Thats a bad thing. Pick a frame of very sturdy construction. You are going to have an electric motor giving one hell of a pull on a chain that is connected to your back hub. That pull can flex the entire bike frame.

Can your typical mountain bike do it? Yes. Can your road bike with Columbus tubing from the 1980’s do it? Ehhhh lets say no on that one. Whats the problem? Designed for light weight and strength keyed to relatively smooth roads and human power, the stays are too spindly. All that power can pretzel the poor, innocent chainstays and seatstays when the power of ten pro riders yank on the chain.

How do you fix that? A lighter-duty BBS02 with the amp output dialed down is one solution I have seen done successfully several times. The lower amps do not yank on the chain hard. Some effort on the builder’s part to change the settings so pedal assist is kind and gentle is also important (and also preserves an authentic cycling experience).

… That Fits The Motor

Modern downtubes on mountain bikes tend to be curved and swoopy, coming into the bottom bracket at an arc that equates to a roughly 3-o’clock position. That arc means an installed external motor like a BBSxx has no choice but to hang straight down. Kiss goodbye your ground clearance. Here’s a picture of my 2018 Guerrilla Gravity Smash:

Take a look at how the down tube is curved, and how, on the right image where the drivetrain has been removed, its clear the only way to put a BBSxx-style motor on a bike like this will result in that motor hanging straight down.

You can see, sitting on the floor in that right picture, a Cyc X1 Pro motor, which has long arms that mount the motor as far forward as possible to avoid this ‘angle of the dangle’ problem.

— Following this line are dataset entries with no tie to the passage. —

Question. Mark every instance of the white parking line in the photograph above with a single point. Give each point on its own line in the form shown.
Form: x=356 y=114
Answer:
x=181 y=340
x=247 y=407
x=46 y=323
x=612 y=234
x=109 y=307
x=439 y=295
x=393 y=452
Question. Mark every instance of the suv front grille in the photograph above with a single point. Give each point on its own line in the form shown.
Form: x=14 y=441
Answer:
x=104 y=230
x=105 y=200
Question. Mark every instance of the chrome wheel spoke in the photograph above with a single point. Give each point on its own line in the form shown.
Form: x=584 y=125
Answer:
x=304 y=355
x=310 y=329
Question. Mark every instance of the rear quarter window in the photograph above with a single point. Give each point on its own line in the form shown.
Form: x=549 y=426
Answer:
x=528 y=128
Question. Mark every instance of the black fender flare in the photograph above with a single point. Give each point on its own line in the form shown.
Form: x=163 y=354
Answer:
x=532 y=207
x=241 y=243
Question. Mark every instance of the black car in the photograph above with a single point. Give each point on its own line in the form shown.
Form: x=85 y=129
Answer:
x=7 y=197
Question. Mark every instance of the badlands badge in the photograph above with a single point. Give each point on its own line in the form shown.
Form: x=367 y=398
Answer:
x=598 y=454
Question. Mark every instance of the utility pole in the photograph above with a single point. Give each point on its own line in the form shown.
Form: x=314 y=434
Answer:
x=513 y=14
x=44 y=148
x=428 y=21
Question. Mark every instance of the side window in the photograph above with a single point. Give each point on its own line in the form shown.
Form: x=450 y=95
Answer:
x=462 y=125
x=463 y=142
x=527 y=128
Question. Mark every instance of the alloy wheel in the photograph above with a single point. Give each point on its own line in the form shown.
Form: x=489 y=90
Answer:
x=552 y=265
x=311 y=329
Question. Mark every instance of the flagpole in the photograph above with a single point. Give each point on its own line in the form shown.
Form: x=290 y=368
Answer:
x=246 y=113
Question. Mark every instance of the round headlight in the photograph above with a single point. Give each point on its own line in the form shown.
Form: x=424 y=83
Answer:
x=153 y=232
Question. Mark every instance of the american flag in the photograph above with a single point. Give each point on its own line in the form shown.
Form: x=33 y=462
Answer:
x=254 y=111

How did I do in terms of mounting the motor and preserving ground clearance? Well, look above at the final installation. Look how low the chainring is. Draw an imaginary horizontal line parallel to the ground from that chainring… the motor is above that line.

The higher the better, but bottom line here is the motor is above the drivetrain so we haven’t lost a lot of ground clearance on this frame by using it (with the right mounting kit a Tangent Ascent motor will fit inside the triangle, just under the shock). So, this frame that is totally unsuited to one kind of motor can be pretty well suited to another.

Here’s another example frame. This is the type of frame typically recommended for a BBSHD, BBS02 or similar motor:

The down tube of this frame is straight as an arrow and attaches to the bottom bracket at a high angle. This allows you to rotate a dangly motor like a BBSHD up as far as possible so you lose as little ground clearance as possible. How did this shake out once this bike was built?

It came out pretty good. Bearing in mind this bike used a smaller-than-usual 40T chainring, the motor is roughly at the same height above the ground as the chainring. Maybe just a bit below. This is as good of a fit as you can expect on a bike for this kind of motor.

So… the lesson here is to think through your motor choice if you already have a frame to work with. Or the reverse if you have a motor on the shelf that needs a frame.

… That offers Good Chain / Crankarm Alignment

This is a tough one to nail down in advance. On chain alignment, you can come close during frame selection but you’ll never know for sure until you actually fit a motor into the frame, along with an assembled rear wheel so you can drape the chain and figure out how it lays.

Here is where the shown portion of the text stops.